From: Eric S. Raymond
Subject: Re: [gpsd-dev] Fundamental problems with dynamic linking
Date: Tue, 24 Mar 2015 19:08:21 -0400
User-agent: Mutt/1.5.23 (2014-03-12)

Hal Murray <address@hidden>:
> > and a couple occasions people have forgotten history completely enough to
> > pester me to "fix" things in ways we previously tried that failed (yeah, I'm
> > looking at you, Greg Troxel, but you weren't the only one). 
> 
> Please document the things that didn't work so somebody else can avoid them.

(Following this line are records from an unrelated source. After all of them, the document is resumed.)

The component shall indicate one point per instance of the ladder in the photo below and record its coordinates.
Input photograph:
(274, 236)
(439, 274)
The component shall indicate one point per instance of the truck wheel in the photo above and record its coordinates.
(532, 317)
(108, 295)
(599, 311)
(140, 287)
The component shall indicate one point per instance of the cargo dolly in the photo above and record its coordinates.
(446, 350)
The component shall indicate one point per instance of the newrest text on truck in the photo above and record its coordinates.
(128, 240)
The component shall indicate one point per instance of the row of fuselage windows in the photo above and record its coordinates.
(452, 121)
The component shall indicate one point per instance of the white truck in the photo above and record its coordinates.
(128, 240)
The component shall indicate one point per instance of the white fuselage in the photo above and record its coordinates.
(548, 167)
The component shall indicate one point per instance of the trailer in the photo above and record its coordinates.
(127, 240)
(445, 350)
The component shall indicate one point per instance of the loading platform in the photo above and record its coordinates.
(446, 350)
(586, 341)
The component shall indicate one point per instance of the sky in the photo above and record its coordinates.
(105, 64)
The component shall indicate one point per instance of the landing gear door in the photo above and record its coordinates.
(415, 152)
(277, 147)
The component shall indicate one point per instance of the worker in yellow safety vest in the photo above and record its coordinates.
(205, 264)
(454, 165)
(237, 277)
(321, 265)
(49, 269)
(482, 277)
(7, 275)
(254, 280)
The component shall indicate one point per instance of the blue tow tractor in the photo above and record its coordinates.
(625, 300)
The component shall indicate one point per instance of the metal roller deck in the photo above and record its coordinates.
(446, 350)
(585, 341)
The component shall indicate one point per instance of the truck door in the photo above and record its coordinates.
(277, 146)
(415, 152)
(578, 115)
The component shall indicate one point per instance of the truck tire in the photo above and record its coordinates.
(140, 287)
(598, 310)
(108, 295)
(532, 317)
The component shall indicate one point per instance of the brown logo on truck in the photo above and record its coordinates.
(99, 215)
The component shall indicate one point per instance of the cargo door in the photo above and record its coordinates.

Tall order. It would require me to grovel through a lot of archived mail. 
I might have time to do that in the future, but today is not that day.
 
> > Now that most of our deployments are embedded sharing gains nothing in the
> > typical case. 
> 
> I don't understand.  I'm assuming that "embedded" means cell phones.  What's 
> the typical use case?  If some app (or whatever) is using gpsd, won't there 
> will be 2 copies of libgps in memory?  Isn't memory tight on cell phones?

Yeah, but I'm pretty sure those deployments are using Java for the
client side.  Last I checked Java runtimes couldn't use stock C
shlibs, and if they can't we end up with two copies resident anyway.
This might have changed while I wasn't looking.

On a design level, the original purpose of libgps was to seal clients off
from the wire protocol and save them the complexity overhead of having to
parse it.  Using JSON changed the tradeoffs there. For almost all languages
other than C, unpack-JSON-to-native-structures is a standard-library thing. 

> I've forgotten.  What was the straw that broke the camel's back this time?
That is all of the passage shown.